# Bit manipulations using BMI2

Intel's Haswell design (expected in 2013) will include a new
instruction set called BMI2 with various fun bit manipulation
instructions. Particularly of note are the `pext` and `pdep`
instructions which are essentially bit-level gather/scatter
operations. Combining two `pext` operations results in the GRP
instruction described in Efficient Permutation Instructions for Fast
Software Cryptography, where
the authors show how to implement bit level permutations using a
variety of instructions. Perhaps not coincidentally at least one of
the authors now works at Intel.

Here are the operations written in as C++ templates (Haswell will only
support `pdep` and `pext` with 32 and 64 bit operands, though). As
might be apparent, they are written for clarity rather than speed:

template<typename T> T pext(T val, T mask) { T res = 0; size_t off = 0; for(size_t bit = 0; bit != sizeof(T)*8; ++bit) { const bool val_bit = (val >> bit) & 1; const bool mask_bit = (mask >> bit) & 1; if(mask_bit) { res |= static_cast<T>(val_bit) << off; ++off; } } return res; } template<typename T> T pdep(T val, T mask) { T res = 0; size_t off = 0; for(size_t bit = 0; bit != sizeof(T)*8; ++bit) { const bool val_bit = (val >> off) & 1; const bool mask_bit = (mask >> bit) & 1; if(mask_bit) { res |= static_cast<T>(val_bit) << bit; ++off; } } return res; }

These have been checked fairly heavily (though obviously not exhaustively), against what is produced by Intel's emulator.

The paper shows that any arbitrary 32-bit permutation can be done
using 10 `pext`s, 5 ors and 5 shifts. For 64-bit permutations,
it's 12, 6, and 6. A big unknown is what kind of latency and
throughput these instructions will have in Haswell, but `pclmulqdq`,
which seems at least a metaphorically similiar operation, takes 14
cycles with at most two instructions outstanding - assuming those
rates for `pext`, a 32-bit permutation might take 80 cycles or so.

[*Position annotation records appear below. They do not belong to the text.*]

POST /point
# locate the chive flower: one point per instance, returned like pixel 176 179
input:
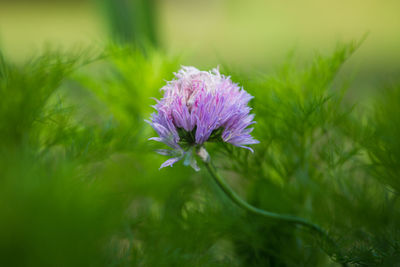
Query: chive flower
pixel 200 106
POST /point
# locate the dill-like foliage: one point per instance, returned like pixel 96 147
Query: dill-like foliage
pixel 80 185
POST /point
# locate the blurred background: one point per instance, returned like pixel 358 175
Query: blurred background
pixel 257 33
pixel 79 182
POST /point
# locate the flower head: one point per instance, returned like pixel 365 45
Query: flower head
pixel 200 106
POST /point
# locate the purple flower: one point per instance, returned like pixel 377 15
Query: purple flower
pixel 200 106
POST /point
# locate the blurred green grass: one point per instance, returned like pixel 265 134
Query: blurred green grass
pixel 240 32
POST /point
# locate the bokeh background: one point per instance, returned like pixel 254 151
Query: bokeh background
pixel 80 184
pixel 257 33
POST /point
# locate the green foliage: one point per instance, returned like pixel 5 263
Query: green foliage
pixel 80 185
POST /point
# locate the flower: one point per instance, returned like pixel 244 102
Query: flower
pixel 200 106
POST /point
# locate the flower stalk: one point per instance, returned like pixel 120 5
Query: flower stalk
pixel 224 186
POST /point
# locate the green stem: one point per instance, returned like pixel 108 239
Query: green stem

Here's the DES P permutation:

uint32_t des_p(uint32_t val) { val = (pext(val, 0x07137FE0) << 16) | pext(val, 0xF8EC801F); val = (pext(val, 0x75196E8C) << 16) | pext(val, 0x8AE69173); val = (pext(val, 0x56A3CCE4) << 16) | pext(val, 0xA95C331B); val = (pext(val, 0xAA539AC9) << 16) | pext(val, 0x55AC6536); val = (pext(val, 0x96665A69) << 16) | pext(val, 0x6999A596); return val; }

And here's DES's initial permutation:

uint64_t des_ip(uint64_t val) { val = (pext(val, 0x00FF00FF00FF00FF) << 32) | pext(val, 0xFF00FF00FF00FF00); val = (pext(val, 0x00FF00FF00FF00FF) << 32) | pext(val, 0xFF00FF00FF00FF00); val = (pext(val, 0x00FF00FF00FF00FF) << 32) | pext(val, 0xFF00FF00FF00FF00); val = (pext(val, 0xCCCCCCCCCCCCCCCC) << 32) | pext(val, 0x3333333333333333); val = (pext(val, 0xCCCCCCCCCCCCCCCC) << 32) | pext(val, 0x3333333333333333); val = (pext(val, 0x5555555555555555) << 32) | pext(val, 0xAAAAAAAAAAAAAAAA); return val; }

The regularity of the IP operation is pretty obvious, and suggests one could get by with a much less powerful operation (and indeed Richard Outerbridge and others have gotten IP down to 30 simple operations)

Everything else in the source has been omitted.